Et c'était partit. Un jeu d'alcool que je devais gagner par simple action commerciale, même si personnellement je m'en badigeonnais allègrement les couilles avec le pinceau de l'indifférence, Hank le patron le verrait d'un autre œil. Enfin, de toute manière, à six participants, si je perdais, ça faisait déjà quatre personnes qui payeraient plus qu'elles n'auraient dut, par conséquent, ça fera une bonne soirée obligatoire. Moi qui comptait dans tous les cas ne pas payer mes consommations, je gagnais forcément. J'étais prêt pour une bonne soirée, bien entamé par la drogue déjà, j'augmentais un peu la musique pour ne pas faire retomber l'ambiance. Poursuivant ma cigarette, la tequila serait l'alcool en shooter désigné d'office. Un parce que c'était ce qui était le plus raisonnable en prix, et deux, parce que ce fut la première bouteille me tombant sous la main. Sans le faire remarquer, j'avais l'avantage, pour la plupart, tous étaient là depuis 16 heures de l'après midi, et ils étaient bourrés depuis leurs cinq ans. Trop défoncé pour connaître mes limites, moi, rien ne m'arrêtait, surtout si la fête était au bout du chemin. Vomir, ça ne m'avait jamais tellement dérangé, après tout, avec le nombre de bad trip et rejet que je faisais par mois, ce n'était pas une cuite aux shooters qui allait me faire peur. Je servais la première tournée tout en expliquant rapidement les quelques règles du jeu.

« Un crachat, un vomi, le shooter pas fini et c'est perdu. On le prend en même temps, cul sec obligatoire, si vous le sentez pas, vous abandonnez et réglez la note. À vos marques, prêts, santé ! »


Premier tour, très rapide, très agréable, ça mettait en condition. Deuxième tour, rien à signaler non plus, j'observais pas tellement les gens, je gérais le service des autres clients, et je remplissais les verres. Ce n'est qu'à la cinquième tournée que je vus un verre en moins. Il semblait déjà bien fragile pour un jeu comme celui-ci.

« Tu nettoieras ça, ou tes potes le feront. »

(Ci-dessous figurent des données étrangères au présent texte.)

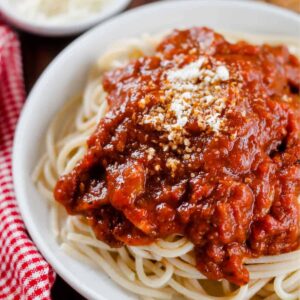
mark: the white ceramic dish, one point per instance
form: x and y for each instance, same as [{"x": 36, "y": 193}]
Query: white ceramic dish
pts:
[
  {"x": 52, "y": 29},
  {"x": 66, "y": 75}
]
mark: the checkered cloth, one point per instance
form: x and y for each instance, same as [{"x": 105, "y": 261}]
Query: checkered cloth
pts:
[{"x": 24, "y": 274}]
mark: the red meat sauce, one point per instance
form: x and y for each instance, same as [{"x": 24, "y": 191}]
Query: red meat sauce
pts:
[{"x": 232, "y": 190}]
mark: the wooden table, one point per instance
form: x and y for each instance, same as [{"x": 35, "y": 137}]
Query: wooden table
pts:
[{"x": 37, "y": 53}]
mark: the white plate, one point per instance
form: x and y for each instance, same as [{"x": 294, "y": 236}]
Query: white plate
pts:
[
  {"x": 66, "y": 76},
  {"x": 52, "y": 29}
]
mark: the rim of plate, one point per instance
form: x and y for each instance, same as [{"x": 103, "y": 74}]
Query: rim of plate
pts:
[
  {"x": 62, "y": 29},
  {"x": 19, "y": 183}
]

Encaissant les cinq shooters, je fournissais serpillière et seau pour que le vomi ne reste pas des heures au sol. Bref, le jeu se poursuivait, je continuais de fumer, l'alcool montait rapidement mais c'était vraiment agréable comme boulot, il n'y avait rien à dire, c'était le pied. Les tours s'enchaînaient et je ramassais les billets comme si je gagnais chaque manche au casino. Très vite il ne restait que moi et la jeune fille. Uniquement fille du jeu d'ailleurs, presque du bar j'avais envie de dire. Nous étions tout deux bien entamés, trop sûrement, elle s'arrêta avant moi et heureusement, je n'aurais pas continué tellement longtemps, atteignant ma limite. L'alcool était dans mon quotidien, mais elle se débrouillait très bien avec aussi. Elle semblait déçue d'avoir lâché, ça m'intriguait. À la fin du jeu, j'avais récolté plus d'argent que prévu encore, je m'allumais une autre clope, servant un verre d'eau à mon adversaire, je laissais une clope sortir du paquet, droit devant elle. Lui faisant un signe de tête pour qu'elle se décide à l'accepter, je reprenais la parole avant elle.

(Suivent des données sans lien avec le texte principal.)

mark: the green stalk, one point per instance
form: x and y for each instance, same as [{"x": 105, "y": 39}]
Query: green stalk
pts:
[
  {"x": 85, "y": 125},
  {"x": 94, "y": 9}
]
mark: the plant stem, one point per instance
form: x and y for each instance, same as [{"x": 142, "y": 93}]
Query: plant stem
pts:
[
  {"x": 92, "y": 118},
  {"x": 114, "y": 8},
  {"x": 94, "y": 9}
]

« Prends le verre d'eau aussi, ça te fera du bien. »


Souriant, mon élocution ne devait pas être si parfaite, mais après tout, nous étions tous trop bourrés pour nous en rendre compte. Contre toute attente, je la regardais s'avancer un peu, se penchant de plus en plus. La vue n'était pas gênante, je la voyais venir, c'était marrant. Comme son approche semblait le montrer, elle proposa un arrangement pour ne pas payer ses consommations. Je souriais, répondant ainsi à son petit sourire. Évidemment que ce genre d'arrangement ne convenait, elle était jolie, charmante et elle paraissait attachante. Cela dit, ça semblait trop facile.

« Tu as l'air d'être une nana qui obtient toujours ce qu'elle veut, hein ? »


Il était évident qu'elle était ce genre de fille me ressemblant, n'hésitant pas à user de n'importe quel moyen pour arriver à ses fins. J'avais les mêmes méthodes, il était plus difficile pour moi de jouer de mes charmes ainsi, mais dans un autre registre, on me disait rarement non. Inspirant pitié, compassion, charme, ou n'importe quoi, tant qu'on arrive à destination. Faire ce qu'on veut quand on veut, en emmerdant le monde et ses règles. Vivre libre, vivre soi, vivre bien. C'était tout ce que je voulais et elle semblait d'un coup tellement proche de mes idéaux. Hormis ça, je n'étais pas ce genre de type, je ne voulais pas la ramener chez moi, avoir du bon temps, et ne jamais la revoir, et tout ça juste pour lui esquiver de payer. Ce n'était pas moi, tout simplement, et j'étais bien trop tenté de la faire chier un petit peu de toute manière.

« Malheureusement ça va pas le faire. »


Prenant un air sérieux, un regard fixe et serein, je me concentrais. Trop entamé par la tequila et la drogue, je ne pus tenir quelques secondes, riant un petit coup, laissant ma tête tomber sur mon bras tendu contre le bar.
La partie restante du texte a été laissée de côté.